Integration of GWAS and eQTL Data from Brain Tissue

Gene expression patterns vary significantly between blood and tissue locations, with the genetic heterogeneity of TBI contributing to these differences. We hypothesized that understanding the interplay between eQTL expression in the brain tissue and TBI could help elucidate causal inferences related to TBI. To test this, we selected cis-eQTL data from the cortex, hippocampus, and frontal cortex of the GTEx Consortium. Subsequently, these datasets were subjected to SMR analysis within the cortex (p-SMR = 0.005003246, p-HEIDI = 0.5233138, and FDR = 0.005003246, Fig. 4A), frontal cortex (p-SMR = 0.00500549, p-HEIDI = 0.5401322, and FDR = 0.005005, Fig. 4B), and hippocampus (p-SMR = 0.007399831, p-HEIDI = 0.1626091, and FDR = 0.007399831, Fig. 4C).

Fig. 4

Association between CDHR1 and traumatic brain injury in different tissues. A Cortex, B frontal cortex, and C hippocampus. Solid diamonds indicate probes that passed the HEIDI test and hollow diamonds indicate probes that failed the HEIDI test. Labels highlighted in maroon indicate probes that passed the Summary-data-based Mendelian Randomization threshold

The SMR analysis yields compelling results. Notably, CDHR1 exhibited a significant absence of association within the cortex (β-SMR = 0.0812947), frontal cortex (β-SMR = 0.0895947), and hippocampus (β-SMR = 0.140338). However, the expression of CDHR1 in the frontal cortex, hippocampus, and cortex may play a causal role in TBI (Fig. 4).

Validation of CDHR1 in an In Vivo Model of TBI

In this study, we utilized a TBI model induced by gravity strikes and examined the cortical and hippocampal tissues.

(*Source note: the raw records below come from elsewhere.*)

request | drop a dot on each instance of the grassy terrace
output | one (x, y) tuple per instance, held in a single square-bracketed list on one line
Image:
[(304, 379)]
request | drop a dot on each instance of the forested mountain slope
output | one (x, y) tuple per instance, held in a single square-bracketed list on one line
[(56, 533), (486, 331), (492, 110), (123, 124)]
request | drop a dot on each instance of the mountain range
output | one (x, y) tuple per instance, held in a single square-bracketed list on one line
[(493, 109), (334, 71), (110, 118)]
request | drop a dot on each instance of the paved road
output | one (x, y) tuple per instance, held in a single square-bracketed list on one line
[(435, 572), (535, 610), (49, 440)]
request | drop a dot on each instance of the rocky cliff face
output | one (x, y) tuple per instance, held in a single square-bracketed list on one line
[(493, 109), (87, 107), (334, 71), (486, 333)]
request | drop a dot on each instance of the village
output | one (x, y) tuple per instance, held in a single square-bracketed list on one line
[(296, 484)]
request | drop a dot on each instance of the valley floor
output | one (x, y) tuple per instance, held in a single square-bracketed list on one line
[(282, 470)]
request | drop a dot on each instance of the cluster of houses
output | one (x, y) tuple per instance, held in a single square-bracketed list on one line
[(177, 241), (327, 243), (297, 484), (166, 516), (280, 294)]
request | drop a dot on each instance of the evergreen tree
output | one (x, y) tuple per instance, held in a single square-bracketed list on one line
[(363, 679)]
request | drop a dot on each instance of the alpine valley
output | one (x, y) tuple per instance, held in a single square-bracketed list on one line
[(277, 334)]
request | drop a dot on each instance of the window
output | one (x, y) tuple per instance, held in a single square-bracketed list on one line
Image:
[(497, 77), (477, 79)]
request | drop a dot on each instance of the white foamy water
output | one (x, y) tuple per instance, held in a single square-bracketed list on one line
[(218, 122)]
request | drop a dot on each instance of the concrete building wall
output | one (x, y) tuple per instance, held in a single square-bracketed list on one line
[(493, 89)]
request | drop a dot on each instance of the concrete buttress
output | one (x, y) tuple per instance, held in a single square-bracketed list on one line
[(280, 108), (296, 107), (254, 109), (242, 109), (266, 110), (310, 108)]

Through rigorous analyses using western blotting and immunohistochemistry, we elucidated the expression patterns of CDHR1. Our findings revealed a significant upregulation of CDHR1 protein expression in both the cortex (unpaired t-test, t = 15.25, df = 8, p < 0.0001) and the hippocampus (unpaired t-test, t = 8.485, df = 8, p < 0.0001) when compared with the sham group, demonstrating a consistent trend (Fig. 5A, B). This pattern was further corroborated by immunohistochemical analysis, underscoring the robustness of our results (cortex: TBI vs. sham, unpaired t-test, t = 8.929, df = 4, p = 0.0009; hippocampus: TBI vs. sham, unpaired t-test, t = 8.332, df = 4, p = 0.0011, Fig. 5C, D). We also examined the contralateral side and the expression of TBI of different severities. Thus, our data unequivocally established a direct association between CDHR1 expression and TBI.

Fig. 5

CDHR1 expression levels detected in an in vivo traumatic brain injury (TBI) model. A, B Comparative analysis of CDHR1 expression levels in distinct brain tissues (TBI vs. sham group), encompassing the cortex and hippocampus, and C, D Furthermore, fluorescence microscopy was employed to examine the fluorescence expression and quantification of CDHR1 in different brain tissues (TBI vs. sham group). The bar graph is presented as mean ± SD (n = 5, number of animals); *p < 0.05 vs. sham group

These results lead us to posit that heightened CDHR1 expression observed in the context of TBI may serve as a pivotal target for potential therapeutic interventions or diagnostic strategies.